Female Medical Society


The Female Medical Society was a British social organisation established in 1862 to promote the employment of women to treat women and children, and to act as midwives. Under its aegis, the first medical college for women, the Ladies' Medical College was founded in 1864, albeit with limited aims and a short life-span.

Formation

The society was established at a time when women were effectively barred from becoming doctors in the UK by the Medical Act 1858, which required physicians to pass examinations offered by any of 19 examination boards, none of which permitted the admission of women. The practice of midwifery was unregulated, and was undertaken either by self-trained working class women, or by male physicians. The male medical establishment, as a rule, opposed encroachment on what it considered to be its territory by women.
The Society was established by James Edmunds, a physician at the British Lying-In Hospital in Holburn, and the social reformer Anthony Ashley-Cooper, 7th Earl of Shaftesbury acted as its first president. Patrons included the rising Frederick Temple Blackwood, Henry Edward Manning, George Campbell, 8th Duke of Argyll and Elizabeth Campbell, Duchess of Argyll, and Catherine Gladstone, wife of the then Chancellor of the Exchequer. Professionals who lent support included physicians serving at a number of London hospitals, and William Buchanan, a former master of the Worshipful Society of Apothecaries.
Concerns providing the impetus for the foundation of the society included a desire to raise the status of midwifery such that it could be considered a profession for educated women; to respect the feelings of female patients who preferred to be tended by female practitioners; and to save lives, both by the effect of better training and practice, but also by reducing infections introduced by male physicians who in their wider work came into contact with disease, surgery and post-mortems.

Ladies' Medical College

In 1864, the society founded the Ladies' Medical College, initially offering a course in obstetrics and supporting and related subject matter, with a somewhat broader curriculum by 1870. From 1867 students gained clinical experience at the British Lying-In Hospital. 14 students entered in the first year of operation, 69 by 1867 and 84 in 1870.
The medical profession, in general, reacted very poorly to the College, espousing various grounds in the British Medical Journal: that the midwifery role should remain subordinate to the physician; that despite its name, the college provided an insufficient education; or that the colleges aims were too high. Feminist journals such as the Alexandra Magazine and Englishwoman’s Journal were more supportive.
That the College's ambitions were limited appears to have limited its life-span. Aspiring female physicians were concerned with access to the acquisition of credentials enabling them to be listed on the Medical Register, and these the College did not offer. In 1872, the Society unsuccessfully sought funds to extend the curriculum offered at the College, at the same time renaming it The Obstetrical College for Women' and in 1873 the College closed.
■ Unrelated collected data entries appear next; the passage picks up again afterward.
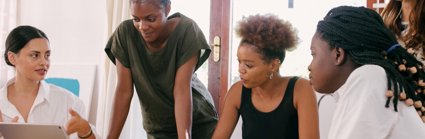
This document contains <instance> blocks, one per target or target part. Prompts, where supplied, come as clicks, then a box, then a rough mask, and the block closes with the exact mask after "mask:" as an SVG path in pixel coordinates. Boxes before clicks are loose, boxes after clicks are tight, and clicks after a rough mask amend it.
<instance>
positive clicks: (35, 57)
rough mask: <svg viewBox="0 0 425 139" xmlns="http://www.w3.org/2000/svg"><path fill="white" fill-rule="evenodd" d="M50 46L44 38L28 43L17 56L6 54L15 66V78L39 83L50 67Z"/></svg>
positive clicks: (29, 41)
mask: <svg viewBox="0 0 425 139" xmlns="http://www.w3.org/2000/svg"><path fill="white" fill-rule="evenodd" d="M49 57H50V46H49V41H48V40H47V39H45V38H36V39H32V40H31V41H29V42H28V43H27V44H26V45H25V46H24V48H22V49H21V50H20V51H19V52H18V53H17V54H15V53H12V52H8V58H9V61H10V62H11V63H12V64H13V65H14V66H15V69H16V76H17V78H25V79H28V80H32V81H40V80H43V79H44V78H45V77H46V74H47V71H48V70H49V67H50V59H49Z"/></svg>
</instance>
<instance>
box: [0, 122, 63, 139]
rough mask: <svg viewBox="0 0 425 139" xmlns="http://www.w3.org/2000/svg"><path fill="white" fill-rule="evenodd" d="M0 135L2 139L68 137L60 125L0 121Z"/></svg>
mask: <svg viewBox="0 0 425 139" xmlns="http://www.w3.org/2000/svg"><path fill="white" fill-rule="evenodd" d="M0 135H2V136H3V138H4V139H69V137H68V135H67V134H66V132H65V130H64V128H63V127H62V126H60V125H46V124H28V123H25V124H24V123H0ZM0 139H1V137H0Z"/></svg>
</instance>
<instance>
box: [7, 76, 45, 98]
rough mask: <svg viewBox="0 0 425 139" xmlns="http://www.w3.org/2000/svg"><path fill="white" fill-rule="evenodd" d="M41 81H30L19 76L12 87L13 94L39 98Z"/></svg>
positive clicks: (14, 95)
mask: <svg viewBox="0 0 425 139" xmlns="http://www.w3.org/2000/svg"><path fill="white" fill-rule="evenodd" d="M39 86H40V81H33V80H29V79H27V78H25V77H21V76H19V75H17V76H16V77H15V81H14V83H13V84H12V85H10V86H9V87H10V89H12V90H11V92H13V94H11V95H14V96H37V93H38V89H39Z"/></svg>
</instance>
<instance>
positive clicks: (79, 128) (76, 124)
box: [65, 109, 91, 136]
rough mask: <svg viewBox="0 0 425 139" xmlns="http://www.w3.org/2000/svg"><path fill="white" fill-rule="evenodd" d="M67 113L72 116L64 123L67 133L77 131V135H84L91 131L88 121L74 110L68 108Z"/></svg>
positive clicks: (68, 134)
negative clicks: (66, 122) (69, 114)
mask: <svg viewBox="0 0 425 139" xmlns="http://www.w3.org/2000/svg"><path fill="white" fill-rule="evenodd" d="M69 114H70V115H71V116H72V117H71V119H69V121H68V123H67V124H66V125H65V130H66V133H68V135H69V134H72V133H75V132H77V133H78V136H85V135H87V134H88V133H90V132H91V127H90V124H89V122H88V121H86V120H84V119H83V118H81V116H80V115H79V114H78V113H77V112H76V111H75V110H73V109H69Z"/></svg>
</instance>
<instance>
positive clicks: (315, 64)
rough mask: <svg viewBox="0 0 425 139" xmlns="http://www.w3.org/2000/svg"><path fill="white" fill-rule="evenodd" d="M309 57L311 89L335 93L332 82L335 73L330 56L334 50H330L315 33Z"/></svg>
mask: <svg viewBox="0 0 425 139" xmlns="http://www.w3.org/2000/svg"><path fill="white" fill-rule="evenodd" d="M310 50H311V55H312V56H313V59H312V61H311V63H310V65H309V66H308V69H309V71H310V75H309V77H310V83H311V84H312V86H313V88H314V89H315V90H316V91H317V92H320V93H333V92H334V91H336V90H335V89H336V88H334V87H333V86H334V85H333V84H334V83H333V81H334V80H335V79H333V78H335V76H336V74H337V72H335V66H336V65H335V64H334V59H333V58H332V56H333V55H334V54H333V53H335V49H331V48H330V46H329V43H328V42H327V41H325V40H323V39H322V38H321V36H320V35H319V34H318V33H316V34H314V36H313V39H312V41H311V47H310Z"/></svg>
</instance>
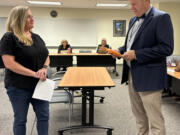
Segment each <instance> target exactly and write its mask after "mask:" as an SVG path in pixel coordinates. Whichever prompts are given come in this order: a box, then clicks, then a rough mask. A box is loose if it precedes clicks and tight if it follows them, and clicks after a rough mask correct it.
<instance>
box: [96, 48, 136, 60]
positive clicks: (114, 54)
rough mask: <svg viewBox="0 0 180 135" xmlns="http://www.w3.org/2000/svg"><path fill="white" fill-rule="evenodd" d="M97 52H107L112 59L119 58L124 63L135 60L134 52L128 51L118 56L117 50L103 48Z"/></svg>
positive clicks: (118, 55) (120, 54)
mask: <svg viewBox="0 0 180 135" xmlns="http://www.w3.org/2000/svg"><path fill="white" fill-rule="evenodd" d="M99 50H101V51H106V52H108V53H109V54H111V55H112V57H113V58H117V57H120V58H123V59H124V60H126V61H132V60H134V59H136V56H135V51H134V50H129V51H127V52H125V53H124V54H120V53H119V51H117V50H112V49H109V48H105V47H101V48H99Z"/></svg>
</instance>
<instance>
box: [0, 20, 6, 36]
mask: <svg viewBox="0 0 180 135" xmlns="http://www.w3.org/2000/svg"><path fill="white" fill-rule="evenodd" d="M6 20H7V17H0V39H1V38H2V36H3V35H4V33H5V31H6V26H5V25H6Z"/></svg>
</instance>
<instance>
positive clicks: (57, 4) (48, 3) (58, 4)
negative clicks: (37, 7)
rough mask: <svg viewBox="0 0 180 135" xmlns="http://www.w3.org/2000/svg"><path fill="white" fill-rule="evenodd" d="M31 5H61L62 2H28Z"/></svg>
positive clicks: (29, 1)
mask: <svg viewBox="0 0 180 135" xmlns="http://www.w3.org/2000/svg"><path fill="white" fill-rule="evenodd" d="M28 2H29V3H30V4H37V5H61V3H60V2H50V1H30V0H29V1H28Z"/></svg>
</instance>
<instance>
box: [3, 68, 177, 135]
mask: <svg viewBox="0 0 180 135" xmlns="http://www.w3.org/2000/svg"><path fill="white" fill-rule="evenodd" d="M117 70H118V72H119V76H118V77H116V76H115V75H114V74H113V73H112V72H111V70H110V69H109V72H110V75H111V77H112V78H113V81H114V82H115V84H116V87H114V88H111V89H108V88H106V89H105V90H104V91H97V92H96V93H95V94H98V95H103V96H105V100H104V103H103V104H99V99H97V98H95V102H96V103H97V104H95V124H97V125H107V126H112V127H113V128H114V131H113V135H136V125H135V119H134V116H133V114H132V112H131V107H130V102H129V96H128V89H127V86H126V85H121V84H120V78H121V67H120V66H119V67H118V68H117ZM0 77H1V79H0V88H1V89H0V135H13V133H12V124H13V112H12V108H11V104H10V102H9V99H8V96H7V94H6V90H5V89H4V83H3V70H1V71H0ZM162 101H163V106H162V107H163V108H162V109H163V114H164V117H165V122H166V131H167V135H180V103H178V102H176V101H174V100H173V99H172V98H163V99H162ZM75 103H77V104H74V109H73V118H72V125H76V124H80V122H81V104H80V103H81V99H80V98H75ZM33 120H34V112H33V110H32V107H31V106H30V108H29V113H28V122H27V135H30V130H31V127H32V124H33ZM49 123H50V127H49V135H57V130H58V129H59V128H62V127H66V126H68V104H63V103H61V104H60V103H59V104H51V105H50V121H49ZM70 134H73V135H106V131H105V130H98V129H83V130H74V131H72V132H65V133H64V135H70ZM33 135H37V132H36V128H34V130H33Z"/></svg>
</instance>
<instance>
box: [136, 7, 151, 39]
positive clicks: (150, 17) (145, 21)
mask: <svg viewBox="0 0 180 135" xmlns="http://www.w3.org/2000/svg"><path fill="white" fill-rule="evenodd" d="M153 10H154V8H153V7H152V9H151V11H150V13H149V14H148V16H147V17H146V18H145V20H144V22H143V23H142V25H141V27H140V28H139V30H138V32H137V34H136V36H135V39H134V42H135V41H136V40H137V38H138V37H139V36H140V34H141V33H142V31H143V30H144V28H145V26H146V25H148V23H149V22H150V21H151V19H152V17H153V15H154V12H153Z"/></svg>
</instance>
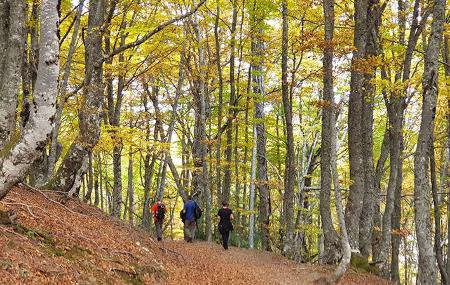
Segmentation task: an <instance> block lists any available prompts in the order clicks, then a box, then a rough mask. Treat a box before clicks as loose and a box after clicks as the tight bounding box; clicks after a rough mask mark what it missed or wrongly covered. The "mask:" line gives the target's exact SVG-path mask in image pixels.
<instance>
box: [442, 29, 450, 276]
mask: <svg viewBox="0 0 450 285" xmlns="http://www.w3.org/2000/svg"><path fill="white" fill-rule="evenodd" d="M449 41H450V39H449V36H448V35H446V36H445V37H444V50H443V54H444V56H443V58H444V62H445V63H446V65H445V77H446V78H447V85H446V87H447V91H448V90H450V83H448V82H449V81H448V79H449V78H450V43H449ZM447 108H448V110H450V99H449V100H447ZM443 153H444V155H445V161H446V163H444V164H443V166H444V167H443V171H442V176H441V187H442V188H443V187H447V188H449V187H450V179H449V163H450V113H447V141H446V146H445V149H444V151H443ZM440 192H442V191H440ZM447 201H450V192H449V194H448V195H447ZM449 220H450V203H447V222H448V221H449ZM449 236H450V227H447V237H449ZM449 256H450V246H447V264H446V266H447V268H446V270H447V277H449V278H448V279H447V285H450V282H449V279H450V259H449V258H448V257H449Z"/></svg>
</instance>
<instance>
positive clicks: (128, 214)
mask: <svg viewBox="0 0 450 285" xmlns="http://www.w3.org/2000/svg"><path fill="white" fill-rule="evenodd" d="M127 196H128V201H127V203H128V222H129V223H130V225H133V224H134V183H133V148H132V147H131V146H130V151H129V152H128V195H127Z"/></svg>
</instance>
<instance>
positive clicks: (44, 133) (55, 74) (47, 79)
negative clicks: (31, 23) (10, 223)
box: [0, 0, 59, 199]
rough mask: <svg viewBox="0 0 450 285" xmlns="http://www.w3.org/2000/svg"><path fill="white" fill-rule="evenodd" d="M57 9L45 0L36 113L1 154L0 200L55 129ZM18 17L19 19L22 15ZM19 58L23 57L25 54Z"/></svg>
mask: <svg viewBox="0 0 450 285" xmlns="http://www.w3.org/2000/svg"><path fill="white" fill-rule="evenodd" d="M21 2H22V1H18V3H16V4H17V6H19V8H18V9H19V11H22V10H21V9H23V6H22V8H20V6H21V4H24V3H21ZM56 6H57V1H50V0H44V1H43V2H42V15H43V16H42V17H41V23H40V27H41V43H40V50H41V53H40V58H39V68H38V76H37V80H36V88H35V90H34V94H33V105H32V108H31V110H33V112H32V113H31V115H30V119H29V121H28V123H27V125H26V126H25V128H24V130H23V133H22V135H21V136H20V138H19V139H18V142H17V144H15V145H14V146H13V147H12V148H11V150H10V151H9V152H7V153H5V154H2V155H0V173H2V175H1V176H0V199H2V198H3V197H5V195H6V194H7V193H8V191H9V190H10V189H11V187H13V186H14V185H15V184H16V183H18V182H20V181H21V180H23V179H24V177H25V175H26V173H27V171H28V169H29V167H30V165H31V164H30V161H34V160H35V159H36V157H37V156H38V154H39V153H40V152H42V149H43V148H44V146H45V142H46V140H47V136H48V135H49V134H50V132H51V129H52V117H53V116H54V114H55V103H56V90H57V82H58V75H59V64H58V63H59V62H58V56H59V43H58V36H57V23H58V13H57V8H56ZM22 12H23V11H22ZM16 16H17V17H20V16H19V15H16ZM15 21H17V19H15ZM14 48H17V46H14ZM19 56H22V53H21V54H20V55H19ZM20 65H21V61H19V62H18V66H19V69H20ZM19 72H20V70H19ZM17 88H18V86H17ZM2 94H3V93H2Z"/></svg>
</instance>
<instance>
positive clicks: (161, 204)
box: [156, 204, 166, 220]
mask: <svg viewBox="0 0 450 285" xmlns="http://www.w3.org/2000/svg"><path fill="white" fill-rule="evenodd" d="M165 214H166V207H164V205H163V204H158V208H157V209H156V219H157V220H163V219H164V215H165Z"/></svg>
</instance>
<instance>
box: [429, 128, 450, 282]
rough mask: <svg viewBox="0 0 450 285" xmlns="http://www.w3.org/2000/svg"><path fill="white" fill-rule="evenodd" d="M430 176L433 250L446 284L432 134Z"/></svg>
mask: <svg viewBox="0 0 450 285" xmlns="http://www.w3.org/2000/svg"><path fill="white" fill-rule="evenodd" d="M429 151H430V178H431V193H432V196H433V214H434V251H435V253H436V261H437V264H438V268H439V272H440V274H441V280H442V284H447V280H448V279H447V272H446V271H445V265H444V258H443V256H442V247H441V209H440V208H441V207H440V206H441V203H440V199H439V196H438V186H437V180H436V159H435V155H434V136H432V137H431V143H430V150H429Z"/></svg>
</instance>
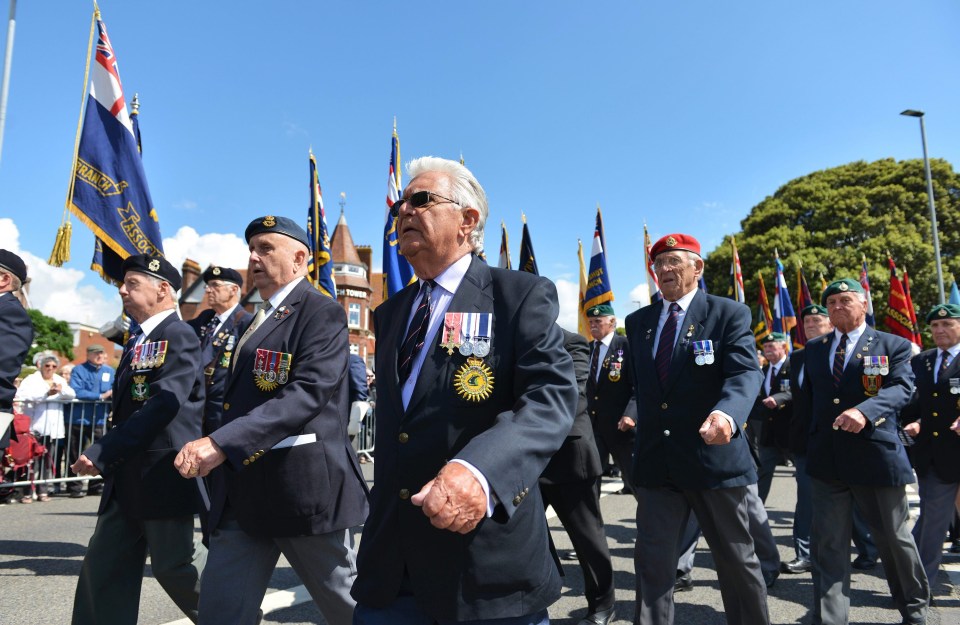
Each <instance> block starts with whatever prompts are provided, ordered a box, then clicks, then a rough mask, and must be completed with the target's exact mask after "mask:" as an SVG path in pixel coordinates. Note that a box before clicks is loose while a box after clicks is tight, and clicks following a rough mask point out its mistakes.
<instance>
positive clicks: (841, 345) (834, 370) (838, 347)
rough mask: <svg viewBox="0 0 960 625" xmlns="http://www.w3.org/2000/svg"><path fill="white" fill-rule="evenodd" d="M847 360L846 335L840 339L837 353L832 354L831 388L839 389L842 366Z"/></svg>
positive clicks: (842, 370)
mask: <svg viewBox="0 0 960 625" xmlns="http://www.w3.org/2000/svg"><path fill="white" fill-rule="evenodd" d="M846 358H847V335H846V334H844V335H843V336H841V337H840V344H839V345H837V351H835V352H834V353H833V387H834V388H840V378H842V377H843V365H844V363H845V361H846Z"/></svg>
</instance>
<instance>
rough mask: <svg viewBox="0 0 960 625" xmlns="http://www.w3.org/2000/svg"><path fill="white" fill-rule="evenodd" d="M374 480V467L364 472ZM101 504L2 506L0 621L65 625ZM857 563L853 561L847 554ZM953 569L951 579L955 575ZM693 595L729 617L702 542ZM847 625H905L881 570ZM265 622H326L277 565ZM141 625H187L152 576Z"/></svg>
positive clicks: (625, 516)
mask: <svg viewBox="0 0 960 625" xmlns="http://www.w3.org/2000/svg"><path fill="white" fill-rule="evenodd" d="M365 472H366V473H367V475H368V477H372V467H371V465H366V466H365ZM619 488H620V483H619V481H617V480H609V479H605V480H604V491H605V495H604V497H603V499H602V502H601V506H602V509H603V515H604V520H605V521H606V527H607V537H608V540H609V544H610V551H611V555H612V556H613V558H614V570H615V572H616V587H617V617H616V620H615V623H617V624H618V625H619V624H629V623H631V622H632V620H633V614H634V606H633V601H634V590H633V588H634V573H633V559H632V556H633V542H634V534H635V532H636V522H635V519H634V513H635V505H634V504H633V499H632V498H631V497H629V496H627V495H616V494H611V493H612V492H613V491H615V490H618V489H619ZM97 502H98V498H94V497H85V498H83V499H69V498H67V497H65V496H55V497H54V498H53V501H51V502H49V503H37V502H35V503H33V504H30V505H24V504H11V505H7V506H2V507H0V519H2V527H3V531H2V535H0V536H2V538H0V623H2V624H3V625H38V624H45V623H51V624H60V623H69V621H70V612H71V607H72V604H73V593H74V588H75V585H76V578H77V575H78V573H79V570H80V563H81V560H82V559H83V554H84V551H85V549H86V544H87V541H88V540H89V538H90V535H91V534H92V532H93V527H94V525H95V523H96V508H97ZM793 503H794V481H793V469H792V468H787V467H780V468H779V470H778V471H777V475H776V478H775V481H774V486H773V489H772V492H771V495H770V499H769V500H768V502H767V504H768V505H767V507H768V510H769V512H770V520H771V527H772V529H773V533H774V536H775V537H776V539H777V543H778V545H779V547H780V555H781V557H782V558H783V559H792V558H793V552H792V547H791V540H790V531H791V517H792V510H793ZM550 525H551V528H553V530H554V531H553V538H554V541H555V543H556V544H557V548H558V549H559V550H560V551H561V552H564V551H566V550H569V549H570V543H569V540H568V539H567V536H566V533H564V531H563V529H562V527H561V526H560V525H559V523H558V522H557V521H556V519H555V518H554V519H552V520H551V522H550ZM851 557H852V556H851ZM564 569H565V573H566V576H565V581H564V588H563V595H562V597H561V599H560V600H559V601H557V602H556V603H555V604H554V605H553V606H552V607H551V608H550V617H551V620H552V622H554V623H557V624H559V625H576V624H577V622H578V620H579V619H580V618H581V617H582V616H583V615H584V614H585V613H586V602H585V601H584V600H583V579H582V577H581V574H580V571H579V568H578V566H577V565H576V563H565V564H564ZM944 569H945V570H942V571H941V573H940V577H939V578H938V580H937V582H936V584H935V585H934V594H935V596H936V600H937V601H936V607H934V608H932V609H931V611H930V615H929V620H928V623H929V625H941V624H942V625H960V589H958V587H960V556H958V555H955V554H948V555H947V556H946V557H945V562H944ZM950 569H952V570H953V571H955V572H950ZM693 577H694V582H695V586H694V590H693V591H691V592H684V593H680V594H678V595H677V597H676V603H677V608H676V623H677V625H720V624H723V623H725V622H726V619H725V618H724V615H723V608H722V603H721V600H720V591H719V586H718V584H717V577H716V573H715V572H714V570H713V562H712V559H711V557H710V552H709V549H708V548H707V546H706V544H705V543H704V542H701V544H700V548H699V550H698V553H697V559H696V568H695V569H694V571H693ZM810 584H811V582H810V575H809V574H804V575H789V576H788V575H784V576H781V577H780V579H779V580H778V581H777V582H776V585H775V586H774V588H773V590H772V591H771V592H770V594H769V607H770V617H771V622H772V623H777V624H787V623H799V624H804V625H805V624H807V623H809V622H810V616H809V614H808V612H809V606H810V602H811V600H812V589H811V585H810ZM851 589H852V590H851V605H852V609H851V618H850V622H851V623H861V624H871V625H873V624H883V623H899V622H900V615H899V613H897V612H896V610H894V609H893V608H892V607H891V603H890V599H889V592H888V590H887V585H886V580H885V579H884V577H883V571H882V568H881V567H879V566H878V567H877V568H876V569H874V570H873V571H868V572H859V571H855V572H854V575H853V578H852V583H851ZM264 611H265V612H266V616H265V618H264V623H288V624H299V623H324V621H323V618H322V617H321V616H320V613H319V611H318V610H317V608H316V607H315V606H314V605H313V603H312V602H311V601H310V600H309V596H307V595H306V593H305V592H304V591H303V589H302V586H300V581H299V579H298V578H297V575H296V574H295V573H294V572H293V569H291V568H290V566H289V564H288V563H287V562H286V561H285V560H284V559H281V561H280V564H279V565H278V567H277V570H276V572H275V573H274V575H273V579H272V580H271V583H270V589H269V590H268V595H267V598H266V599H265V602H264ZM140 623H141V624H142V625H167V624H172V623H189V621H186V620H183V615H182V614H181V613H180V612H179V611H178V610H177V608H176V607H175V606H174V604H173V602H172V601H171V600H170V599H169V598H168V597H167V596H166V595H165V594H164V592H163V590H162V589H161V588H160V586H159V585H158V584H157V583H156V580H154V579H153V577H152V576H151V574H150V567H149V564H148V566H147V569H146V574H145V579H144V583H143V593H142V597H141V606H140Z"/></svg>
Position on medical degrees for women

The society appears to have been divided within itself on the question of the admission of women to medical degrees. On the face of it, full admission of women was a stated goal of the society as late as its 6th annual meeting. Equally, James Edmunds spoke against the proposition three years earlier, and the society's main instrument, the College, was deliberately limited in its scope.
The Society pursued a half-way house, lobbying parliament for the extension of the Medical Register to cover "Licentiates in Midwifery", and to this end issued its own certificates in midwifery training.

Closure

The Society closed in 1869, partly from lack of funds, and partly because it had lost the support of women wishing for a full and complete training curriculum.
A year after the closure of the Society's College, the London School of Medicine for Women - unconnected with the Society and arising out of the experience and reaction to the Edinburgh Seven - opened in 1874 to provide full medical training, and the UK Medical Act of 1876 enabled the medical authorities to license all qualified applicants irrespective of gender.